Sistem Pengolahan Tanah
            Sistem pengolahan tanah pertanian dapat dibagi menjadi enam jenis pengolahan, yaitu: (1). Pengolahan tanah tereduksi, meninggalkan antara 15 hingga 30% residu tanaman untuk tetap berada di lahan pertanian; (2). Pengolahan tanah intensif, meninggalkan kurang dari 15% residu tanaman untuk tetap berada di lahan pertanian. (3). Pengolahan tanah konservasi, meninggalkan setidaknya 30% residu tanaman untuk tetap berada di lahan pertanian. (4).Pengolahan tanah berlajur (strip-tillage) hanya membajak lajur yang akan ditanam, bagian di antara lajur dibiarkan. (5). Pengolahan tanah rotasi, hanya mengolah tanah secara periodik, yaitu setiap dua tahun sekali atau tiga tahun sekali. (6). Tanpa pengolahan tanah, berarti sama sekali tidak menggunakan bajak. Residu tanaman yang ditanam pada periode sebelumnya dibiarkan mongering (Danial dan Paul, 2000).
            Lebih lanjut Danial dan Paul (2000), mengemukakan bahwa di Amerika Serikat sejak tahun 1997, sistem pengolahan tanah konservasi semakin banyak digunakan karena menghemat banyak waktu, energi, tenaga kerja, dan biaya. Selain itu, pengolahan tanah konservasi berarti semakin sedikit mesin pertanian yang bergerak di atas lahan pertanian sehingga mencegah pemadatan tanah.
            Buman et al (2005), merangkum hasil penelitian skala lapangannya yang dilakukan pada 12 Pusat Situs Excellence di tujuh negara dari tahun 1998 sampai 2002. Penelitian ini mengevaluasi produksi kapas pada lahan tanpa olah tanah, pengolahan strip, pengolahan minimum dan pengolahan tanah konvensional.
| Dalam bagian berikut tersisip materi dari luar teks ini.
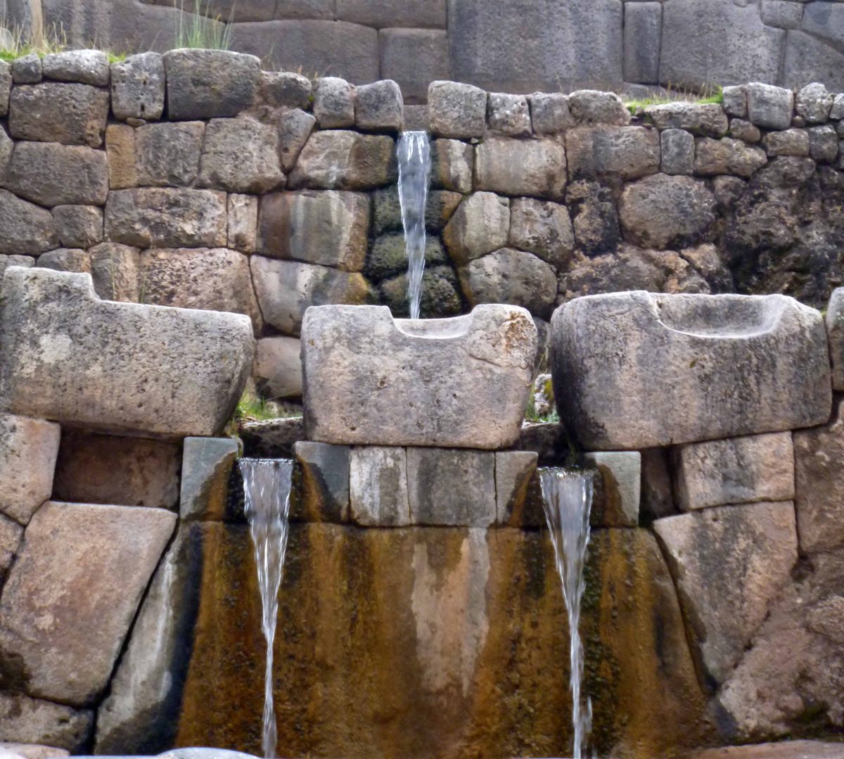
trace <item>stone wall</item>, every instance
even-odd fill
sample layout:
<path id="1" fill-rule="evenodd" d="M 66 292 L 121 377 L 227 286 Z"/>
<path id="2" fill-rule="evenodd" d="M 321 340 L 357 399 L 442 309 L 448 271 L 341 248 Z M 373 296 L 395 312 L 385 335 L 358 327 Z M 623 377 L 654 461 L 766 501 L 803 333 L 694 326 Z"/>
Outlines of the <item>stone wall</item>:
<path id="1" fill-rule="evenodd" d="M 3 3 L 5 6 L 6 3 Z M 164 51 L 172 0 L 8 0 L 75 46 Z M 399 83 L 408 103 L 454 79 L 489 89 L 696 88 L 749 80 L 844 89 L 844 9 L 827 0 L 208 0 L 236 50 L 268 66 Z M 184 3 L 193 9 L 193 0 Z"/>

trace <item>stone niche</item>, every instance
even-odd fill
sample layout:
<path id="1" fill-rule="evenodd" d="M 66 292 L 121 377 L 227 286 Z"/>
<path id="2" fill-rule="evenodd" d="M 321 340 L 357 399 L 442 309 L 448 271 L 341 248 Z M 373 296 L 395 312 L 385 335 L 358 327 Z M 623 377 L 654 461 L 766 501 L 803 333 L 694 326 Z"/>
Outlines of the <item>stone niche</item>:
<path id="1" fill-rule="evenodd" d="M 590 450 L 809 427 L 831 412 L 820 313 L 784 295 L 578 298 L 555 312 L 560 417 Z"/>
<path id="2" fill-rule="evenodd" d="M 301 342 L 310 440 L 496 449 L 518 439 L 538 347 L 523 308 L 414 321 L 379 306 L 312 306 Z"/>

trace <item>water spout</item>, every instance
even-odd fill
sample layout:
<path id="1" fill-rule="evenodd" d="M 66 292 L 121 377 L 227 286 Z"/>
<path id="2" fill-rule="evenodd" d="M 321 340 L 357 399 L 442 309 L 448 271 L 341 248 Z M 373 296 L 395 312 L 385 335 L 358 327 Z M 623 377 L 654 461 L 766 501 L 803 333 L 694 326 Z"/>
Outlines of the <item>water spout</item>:
<path id="1" fill-rule="evenodd" d="M 582 759 L 592 729 L 592 700 L 581 696 L 583 680 L 583 642 L 580 636 L 581 602 L 585 582 L 583 567 L 589 545 L 589 512 L 592 510 L 592 472 L 545 469 L 539 470 L 545 519 L 554 544 L 557 573 L 563 585 L 563 599 L 569 619 L 569 658 L 571 674 L 571 725 L 574 728 L 572 756 Z"/>
<path id="2" fill-rule="evenodd" d="M 261 591 L 262 621 L 267 641 L 264 670 L 263 755 L 275 756 L 277 733 L 273 703 L 273 642 L 279 615 L 279 588 L 287 550 L 293 462 L 283 458 L 241 458 L 249 532 L 255 548 Z"/>
<path id="3" fill-rule="evenodd" d="M 425 213 L 430 181 L 430 143 L 426 132 L 405 132 L 397 148 L 398 202 L 402 206 L 404 250 L 408 256 L 410 318 L 419 317 L 425 272 Z"/>

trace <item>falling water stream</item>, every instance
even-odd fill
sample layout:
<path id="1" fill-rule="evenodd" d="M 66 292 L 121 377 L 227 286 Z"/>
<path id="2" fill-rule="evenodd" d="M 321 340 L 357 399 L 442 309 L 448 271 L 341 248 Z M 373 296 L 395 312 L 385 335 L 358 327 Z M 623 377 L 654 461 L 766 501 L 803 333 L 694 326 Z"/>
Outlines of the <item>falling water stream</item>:
<path id="1" fill-rule="evenodd" d="M 273 704 L 273 642 L 279 615 L 279 588 L 287 550 L 293 462 L 284 458 L 241 458 L 243 492 L 249 531 L 255 548 L 261 591 L 262 624 L 267 641 L 264 670 L 263 754 L 275 756 L 277 741 Z"/>
<path id="2" fill-rule="evenodd" d="M 569 618 L 569 657 L 571 674 L 572 756 L 582 759 L 592 729 L 592 701 L 581 696 L 583 680 L 583 642 L 580 636 L 581 601 L 585 581 L 583 567 L 589 545 L 592 474 L 573 469 L 540 469 L 545 519 L 554 544 L 557 572 L 563 584 L 563 599 Z"/>
<path id="3" fill-rule="evenodd" d="M 405 132 L 397 148 L 398 202 L 402 206 L 404 250 L 408 256 L 408 301 L 410 318 L 419 317 L 425 272 L 425 212 L 430 180 L 430 143 L 427 132 Z"/>

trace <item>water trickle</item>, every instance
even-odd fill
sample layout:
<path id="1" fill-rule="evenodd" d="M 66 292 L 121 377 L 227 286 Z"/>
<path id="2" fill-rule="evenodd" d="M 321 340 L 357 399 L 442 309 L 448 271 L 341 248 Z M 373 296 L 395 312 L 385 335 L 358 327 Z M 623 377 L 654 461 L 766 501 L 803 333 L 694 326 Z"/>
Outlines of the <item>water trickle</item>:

Perbedaan antara sistem pengolahan dalam sebuah situs tidak menunjukkan efek yang signifikan pada indikator kualitas tanah, dan  menyimpulkan agar para petani, konsultan tanaman, dan yang lainnya, harus hati-hati mempertimbangkan keuntungan secara keseluruhan dan tidak hanya keuntungan produk panen ketika mengevaluasi praktek persiapan lahan alternatif.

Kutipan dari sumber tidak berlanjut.